Real? | Teen Ink

Real? MAG

By Anonymous

   Real? by C. S., North Adams, MA
I knew the people there weren't real, don't think I didn't. When they were all looking the other way, I checked my hypothesis. They were really just pieces of cardboard, painted on one side. Nothing much, really. I knew that the trees and mountains were only props on a stage. The people there couldn't watch me all the time, although they tried, and I managed to discover things like this. In fact, that's how I found out the cars didn't really move. One day, I decided to roll down the window, just to feel the breeze, but there was no wind. It was really just a canvas that rolled by the windows. I reached my hand out to feel the painting, but it was still wet, and my fingertips left green streaks across the sky where there once had been leaves. I smudged the shingles off the rooftops of the houses rolling by, I smeared the doorknobs off the doors. Soon the whole painted world was a great, confusing mass of colors.
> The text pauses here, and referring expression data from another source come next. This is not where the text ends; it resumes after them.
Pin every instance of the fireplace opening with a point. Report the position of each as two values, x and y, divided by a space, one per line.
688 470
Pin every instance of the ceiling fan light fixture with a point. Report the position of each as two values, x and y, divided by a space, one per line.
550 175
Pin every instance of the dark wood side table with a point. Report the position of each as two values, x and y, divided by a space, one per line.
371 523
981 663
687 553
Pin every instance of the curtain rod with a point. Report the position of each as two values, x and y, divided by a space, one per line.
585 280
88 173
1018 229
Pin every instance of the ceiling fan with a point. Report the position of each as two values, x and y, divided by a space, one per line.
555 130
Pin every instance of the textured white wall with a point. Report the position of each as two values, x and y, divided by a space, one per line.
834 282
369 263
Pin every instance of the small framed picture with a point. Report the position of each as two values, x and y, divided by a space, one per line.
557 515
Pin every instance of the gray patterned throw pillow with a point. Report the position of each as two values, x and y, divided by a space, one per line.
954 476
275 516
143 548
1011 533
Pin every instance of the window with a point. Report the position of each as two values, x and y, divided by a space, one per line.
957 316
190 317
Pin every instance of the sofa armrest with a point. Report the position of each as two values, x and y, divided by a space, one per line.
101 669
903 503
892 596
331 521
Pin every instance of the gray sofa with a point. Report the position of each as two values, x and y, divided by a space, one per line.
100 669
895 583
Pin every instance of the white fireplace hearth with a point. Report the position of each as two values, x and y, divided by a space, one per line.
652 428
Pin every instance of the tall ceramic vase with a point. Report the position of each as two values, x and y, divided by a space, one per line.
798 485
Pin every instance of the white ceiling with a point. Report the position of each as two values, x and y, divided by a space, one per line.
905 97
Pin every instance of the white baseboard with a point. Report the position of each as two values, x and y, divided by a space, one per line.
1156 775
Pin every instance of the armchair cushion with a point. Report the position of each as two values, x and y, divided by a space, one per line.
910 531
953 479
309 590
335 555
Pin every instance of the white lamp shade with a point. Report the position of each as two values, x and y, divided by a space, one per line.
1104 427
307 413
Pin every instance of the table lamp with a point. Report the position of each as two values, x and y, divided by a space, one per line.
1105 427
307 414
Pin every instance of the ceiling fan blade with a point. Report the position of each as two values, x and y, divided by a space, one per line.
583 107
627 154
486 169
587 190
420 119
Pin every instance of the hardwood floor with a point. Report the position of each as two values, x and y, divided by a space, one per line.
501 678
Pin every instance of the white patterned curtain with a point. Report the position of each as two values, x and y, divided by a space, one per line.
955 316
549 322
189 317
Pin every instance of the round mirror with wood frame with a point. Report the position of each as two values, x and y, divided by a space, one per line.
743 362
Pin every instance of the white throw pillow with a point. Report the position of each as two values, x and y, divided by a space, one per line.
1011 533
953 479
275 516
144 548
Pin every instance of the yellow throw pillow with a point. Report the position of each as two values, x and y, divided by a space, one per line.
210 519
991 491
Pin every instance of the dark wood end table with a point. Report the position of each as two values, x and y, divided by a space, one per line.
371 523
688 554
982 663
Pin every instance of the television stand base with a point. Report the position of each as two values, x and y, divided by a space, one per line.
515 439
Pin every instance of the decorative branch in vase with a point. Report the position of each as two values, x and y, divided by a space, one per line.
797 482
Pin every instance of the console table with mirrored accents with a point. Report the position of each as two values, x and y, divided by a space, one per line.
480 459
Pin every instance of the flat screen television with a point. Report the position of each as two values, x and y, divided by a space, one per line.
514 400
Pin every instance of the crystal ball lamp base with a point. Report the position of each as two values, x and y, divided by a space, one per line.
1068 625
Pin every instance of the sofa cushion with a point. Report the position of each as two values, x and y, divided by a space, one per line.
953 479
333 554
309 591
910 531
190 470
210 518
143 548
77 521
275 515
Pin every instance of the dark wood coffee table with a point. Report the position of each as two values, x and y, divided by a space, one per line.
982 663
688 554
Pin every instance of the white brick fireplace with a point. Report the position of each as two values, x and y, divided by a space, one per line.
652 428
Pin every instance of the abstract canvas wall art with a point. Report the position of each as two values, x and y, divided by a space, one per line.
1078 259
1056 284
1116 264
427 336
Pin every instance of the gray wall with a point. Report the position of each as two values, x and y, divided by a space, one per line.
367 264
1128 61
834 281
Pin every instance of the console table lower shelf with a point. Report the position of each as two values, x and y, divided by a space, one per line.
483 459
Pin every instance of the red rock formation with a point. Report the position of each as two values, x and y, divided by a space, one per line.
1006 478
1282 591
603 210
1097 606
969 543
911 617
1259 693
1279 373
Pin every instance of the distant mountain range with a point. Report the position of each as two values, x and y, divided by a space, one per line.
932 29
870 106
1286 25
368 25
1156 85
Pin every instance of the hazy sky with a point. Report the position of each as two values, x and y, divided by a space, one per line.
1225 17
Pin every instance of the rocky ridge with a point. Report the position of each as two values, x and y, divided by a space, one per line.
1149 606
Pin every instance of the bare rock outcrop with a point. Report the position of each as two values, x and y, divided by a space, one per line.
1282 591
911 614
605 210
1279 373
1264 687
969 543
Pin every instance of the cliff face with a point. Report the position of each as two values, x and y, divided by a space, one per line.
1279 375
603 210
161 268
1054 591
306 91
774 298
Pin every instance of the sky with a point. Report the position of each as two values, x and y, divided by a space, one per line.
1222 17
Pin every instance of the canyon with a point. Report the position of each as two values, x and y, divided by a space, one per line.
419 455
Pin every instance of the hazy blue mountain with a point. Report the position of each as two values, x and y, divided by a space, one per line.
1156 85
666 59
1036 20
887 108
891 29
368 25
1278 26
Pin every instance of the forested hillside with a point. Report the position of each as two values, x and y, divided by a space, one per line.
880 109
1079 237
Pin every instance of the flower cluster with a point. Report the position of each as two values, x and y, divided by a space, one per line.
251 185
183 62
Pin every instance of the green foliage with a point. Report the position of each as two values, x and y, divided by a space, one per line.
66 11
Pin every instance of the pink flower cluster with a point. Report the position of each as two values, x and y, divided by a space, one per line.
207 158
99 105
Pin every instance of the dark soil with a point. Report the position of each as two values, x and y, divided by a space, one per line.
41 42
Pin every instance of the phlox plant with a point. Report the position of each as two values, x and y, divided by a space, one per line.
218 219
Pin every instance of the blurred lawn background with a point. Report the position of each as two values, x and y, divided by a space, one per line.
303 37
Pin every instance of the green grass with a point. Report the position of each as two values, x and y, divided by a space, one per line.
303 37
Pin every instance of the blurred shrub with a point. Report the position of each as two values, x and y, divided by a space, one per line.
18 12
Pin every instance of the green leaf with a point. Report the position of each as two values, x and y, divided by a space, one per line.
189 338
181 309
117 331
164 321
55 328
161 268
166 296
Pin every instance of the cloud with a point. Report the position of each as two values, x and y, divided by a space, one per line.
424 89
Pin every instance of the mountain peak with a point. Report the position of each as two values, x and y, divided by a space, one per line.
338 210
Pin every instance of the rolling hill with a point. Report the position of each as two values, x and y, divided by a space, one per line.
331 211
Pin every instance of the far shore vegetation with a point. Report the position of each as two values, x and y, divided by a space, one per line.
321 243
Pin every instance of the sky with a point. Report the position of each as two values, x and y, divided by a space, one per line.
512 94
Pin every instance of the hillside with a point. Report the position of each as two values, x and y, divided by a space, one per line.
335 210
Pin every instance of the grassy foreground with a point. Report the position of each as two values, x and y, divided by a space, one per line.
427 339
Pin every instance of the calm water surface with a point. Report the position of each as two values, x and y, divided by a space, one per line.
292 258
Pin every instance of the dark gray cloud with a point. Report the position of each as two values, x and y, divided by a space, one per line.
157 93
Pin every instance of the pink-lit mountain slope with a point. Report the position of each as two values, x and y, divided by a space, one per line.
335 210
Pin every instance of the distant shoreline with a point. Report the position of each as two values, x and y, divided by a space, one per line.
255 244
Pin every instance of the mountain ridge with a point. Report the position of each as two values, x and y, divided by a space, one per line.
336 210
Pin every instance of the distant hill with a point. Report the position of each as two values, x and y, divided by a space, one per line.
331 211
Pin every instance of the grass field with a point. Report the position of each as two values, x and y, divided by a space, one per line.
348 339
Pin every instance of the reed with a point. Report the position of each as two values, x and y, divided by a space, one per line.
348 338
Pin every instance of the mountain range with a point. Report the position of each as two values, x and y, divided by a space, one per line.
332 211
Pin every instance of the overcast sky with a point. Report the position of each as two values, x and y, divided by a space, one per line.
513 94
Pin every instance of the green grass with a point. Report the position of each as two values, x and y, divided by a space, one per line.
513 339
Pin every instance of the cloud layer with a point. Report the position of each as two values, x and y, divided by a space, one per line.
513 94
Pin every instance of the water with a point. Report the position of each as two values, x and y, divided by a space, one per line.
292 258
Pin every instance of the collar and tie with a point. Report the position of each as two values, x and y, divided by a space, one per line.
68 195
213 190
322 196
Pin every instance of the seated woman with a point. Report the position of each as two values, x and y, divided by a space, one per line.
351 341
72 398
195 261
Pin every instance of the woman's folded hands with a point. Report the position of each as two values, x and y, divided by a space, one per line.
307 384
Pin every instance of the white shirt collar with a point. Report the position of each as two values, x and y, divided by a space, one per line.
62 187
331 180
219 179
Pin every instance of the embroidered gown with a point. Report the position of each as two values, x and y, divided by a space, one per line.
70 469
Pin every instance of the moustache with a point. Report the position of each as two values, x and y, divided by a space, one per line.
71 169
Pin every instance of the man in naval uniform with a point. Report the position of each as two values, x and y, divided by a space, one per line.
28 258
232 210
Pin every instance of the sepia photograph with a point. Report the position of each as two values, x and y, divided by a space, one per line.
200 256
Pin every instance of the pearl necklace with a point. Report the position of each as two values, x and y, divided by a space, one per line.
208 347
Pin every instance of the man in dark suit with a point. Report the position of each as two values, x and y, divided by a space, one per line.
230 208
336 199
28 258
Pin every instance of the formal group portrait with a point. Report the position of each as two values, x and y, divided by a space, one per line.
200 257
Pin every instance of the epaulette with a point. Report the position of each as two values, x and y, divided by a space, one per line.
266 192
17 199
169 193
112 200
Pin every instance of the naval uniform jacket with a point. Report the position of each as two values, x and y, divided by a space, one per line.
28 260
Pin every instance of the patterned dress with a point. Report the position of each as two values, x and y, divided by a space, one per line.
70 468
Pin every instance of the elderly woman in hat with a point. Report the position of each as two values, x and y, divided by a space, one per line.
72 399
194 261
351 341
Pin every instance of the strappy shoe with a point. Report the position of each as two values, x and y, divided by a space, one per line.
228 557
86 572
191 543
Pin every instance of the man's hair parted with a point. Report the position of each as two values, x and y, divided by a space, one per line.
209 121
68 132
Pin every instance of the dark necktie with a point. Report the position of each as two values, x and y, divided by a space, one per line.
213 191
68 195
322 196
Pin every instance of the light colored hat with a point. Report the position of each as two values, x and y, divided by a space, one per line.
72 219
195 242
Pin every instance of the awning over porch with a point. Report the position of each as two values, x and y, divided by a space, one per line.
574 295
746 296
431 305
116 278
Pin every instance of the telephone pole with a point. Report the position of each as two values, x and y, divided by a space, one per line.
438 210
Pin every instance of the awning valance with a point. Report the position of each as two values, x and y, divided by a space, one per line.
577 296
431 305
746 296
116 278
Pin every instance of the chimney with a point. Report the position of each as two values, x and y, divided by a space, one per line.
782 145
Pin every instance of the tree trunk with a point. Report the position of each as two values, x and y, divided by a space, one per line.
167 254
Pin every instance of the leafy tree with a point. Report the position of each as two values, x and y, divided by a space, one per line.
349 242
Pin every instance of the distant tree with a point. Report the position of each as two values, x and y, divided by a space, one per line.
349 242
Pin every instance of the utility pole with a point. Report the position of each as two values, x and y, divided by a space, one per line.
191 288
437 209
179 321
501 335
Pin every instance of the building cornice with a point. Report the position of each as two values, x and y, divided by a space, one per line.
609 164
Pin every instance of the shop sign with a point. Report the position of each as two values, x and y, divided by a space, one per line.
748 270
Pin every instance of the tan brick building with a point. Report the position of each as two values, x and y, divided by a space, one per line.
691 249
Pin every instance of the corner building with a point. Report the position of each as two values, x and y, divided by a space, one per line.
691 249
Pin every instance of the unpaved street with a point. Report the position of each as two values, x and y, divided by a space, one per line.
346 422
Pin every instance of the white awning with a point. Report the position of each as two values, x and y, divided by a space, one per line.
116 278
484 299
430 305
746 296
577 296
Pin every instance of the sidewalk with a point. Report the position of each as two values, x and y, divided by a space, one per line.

There were no identifiable shapes, no definite edges, simply a blur where reality had once stood, until I defied it.
Now, of course, the two-dimensional people were angry with me for ruining their "homeland," and they came after me. Now that I knew the truth, I no longer feared them, so with one deep breath, I blew them all away into the wind. And because the paint was still wet, they stuck to the smudged scenery, no longer controlling me like before.
So this is how I came to live in that messed-up, paint and plaster world for a time. I tried to play along, pretend things were the way they should be, but you know what? I honestly have to say that after I found out that the sky stopped about 30 feet off the ground at a blue ceiling, and the moon was only a light bulb, life was even duller than it had been before: no mysteries, no excitement, just existence. Of course, that was all a long time ago, and I'm in the real world now. Let me tell you, it's wonderful to be back in a world of (basically) three-dimensional people, where you can roll down the window and feel a breeze, and the trees (thankfully) don't smudge. I doubt I'll ever find myself back there again, but even so, I often find myself checking to make sure that what I'm seeing is real. I don't know why though, because I'm not sure what I'd do if I found out it wasn't. I probably would play along, rather than destroy it, like last time. Believing in something that doesn't exist is better than not believing in anything at all.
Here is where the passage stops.